L’immutabilità del tempo, associata all’immutabilità della condizione dei personaggi è data dal canto libero di Battisti. La canzone a scaglioni accompagna alcune vicende della storia. Oltre a rappresenta un mondo che non ci vuole più, si fa portavoce di un processo di storicizzazione che richiama la lentezza culturale che non ha consentito ai personaggi di agire nella loro vita ormai finita e lo spettatore coglie questa lentezza mentre accoglie un brano non tanto borghese per quel che dice ma per quel che ha rappresentato. In questo punto di analisi è esplicitato come i funzionamenti sociali condannano l’individuo a comportamenti addomesticati all’interno della società, dove gli usi e i costumi costituiscono i valori effimeri di cui la massa è caratterizzata.
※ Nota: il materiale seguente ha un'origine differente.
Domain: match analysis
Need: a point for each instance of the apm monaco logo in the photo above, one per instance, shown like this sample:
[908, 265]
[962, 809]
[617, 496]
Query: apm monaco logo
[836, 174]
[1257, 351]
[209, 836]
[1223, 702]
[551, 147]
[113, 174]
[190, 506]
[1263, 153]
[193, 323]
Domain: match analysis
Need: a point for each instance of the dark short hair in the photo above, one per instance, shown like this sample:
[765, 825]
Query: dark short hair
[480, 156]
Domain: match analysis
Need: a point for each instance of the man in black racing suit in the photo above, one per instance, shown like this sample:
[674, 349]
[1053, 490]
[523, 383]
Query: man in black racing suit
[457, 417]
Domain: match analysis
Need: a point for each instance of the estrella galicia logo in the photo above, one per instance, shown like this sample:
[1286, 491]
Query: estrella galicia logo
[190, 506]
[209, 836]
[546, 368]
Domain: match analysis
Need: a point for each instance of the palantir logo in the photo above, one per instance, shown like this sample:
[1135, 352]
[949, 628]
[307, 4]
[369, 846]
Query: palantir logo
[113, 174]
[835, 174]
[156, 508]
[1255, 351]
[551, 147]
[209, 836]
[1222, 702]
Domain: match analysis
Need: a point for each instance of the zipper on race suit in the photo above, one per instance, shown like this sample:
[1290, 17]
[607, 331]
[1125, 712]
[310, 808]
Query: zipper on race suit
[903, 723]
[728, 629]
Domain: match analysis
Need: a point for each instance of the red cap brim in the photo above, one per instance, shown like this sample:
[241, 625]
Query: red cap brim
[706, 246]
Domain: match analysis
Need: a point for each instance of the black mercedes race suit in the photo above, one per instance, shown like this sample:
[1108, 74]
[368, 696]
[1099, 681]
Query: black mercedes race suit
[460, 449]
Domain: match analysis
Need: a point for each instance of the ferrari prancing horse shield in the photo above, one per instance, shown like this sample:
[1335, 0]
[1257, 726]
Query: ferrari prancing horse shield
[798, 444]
Ma siccome nella contraddizione vi si coglie il senso poetico, come a dire che solo tramite il drammatico si può cogliere il comico e viceversa, il brano di Battisti è in grado di far comprendere maggiormente la poeticità del dramma, grazie proprio a quel valore malinconico che la classe borghese sembra non poter reggere, perché non in grado di sopportare le debolezze di cui l’individuo è costituito, le stesse debolezze vissute dai personaggi.
Il lavoro degli attori, che non hanno bisogno di presentazioni di abbellimento cronistico, riporta il senso artigianale di un quarantennio di ricerca teatrale che si manifesta attraverso il percorso personale che gli attori hanno compiuto, quasi a dimostrare la capacità innovativa, di quella tradizione che pure era innovativa e che portò nel termine avanguardia le tematiche ancora oggi presenti nel tessuto sociale. Infatti lo spettacolo apre a tematiche contemporanee dimostrando la coerenza del valore artistico apportato da quel teatro di “avanguardia” condotto da Bene, De Berardinis e Quartucci, autori che hanno avviato un lavoro poetico tramite l’artigianato, inteso come creazione interiore ed esteriore adatta ad intervenire in una semiotica del linguaggio e di conseguenza di rientrare nei tessuti politici, concepiti come archetipi culturali alla base delle condizioni esistenziali dell’individuo, il quale è artefice dell’ istaurazione dei modelli culturali. Lo spettatore si ritrova, non accorgendosi, in una condizione di libertà intima, capace di portarsi alla fine come immagine dello spettacolo quella di uno specchio, dove non tanto “Narciso” si ci rivede all’interno ma riesce a riflettersi solo vedendone la propria ombra.
E’ la ricerca di questa ombra che rende chiara l’immagine di un sé. L’inferno assume forma catartica, non come purificazione o accettazione passiva, ma come consapevolezza che il mancato lieto fine che spesso è attribuito al senso romantico concepito come una culla per l’anima, viene meglio individuato dalla crudezza che ognuno di noi nasconde nella propri ombra e come questa ombra non sia un’immagine; ma l’immagine di un percorso che come sosteneva Sartre è visto in quel umanesimo ateo, nel quale la credenza ha bisogno di processi dialettici concreti. Tali processi vanno a soddisfare le esigenze dell’espressione di un’avanguardia ancora presente e che si è lieti di concepirla ancora come un fattore innovativo e presente. Quindi si partecipa non solo all’epifania di un’ispirazione o ad un riaggancio del passato che ha riguardato una corrente teatrale. Anche questo, tramite l’attivo lavoro della compagnia è fortunatamente pienamente comunicato e consegnato “a porte aperte”!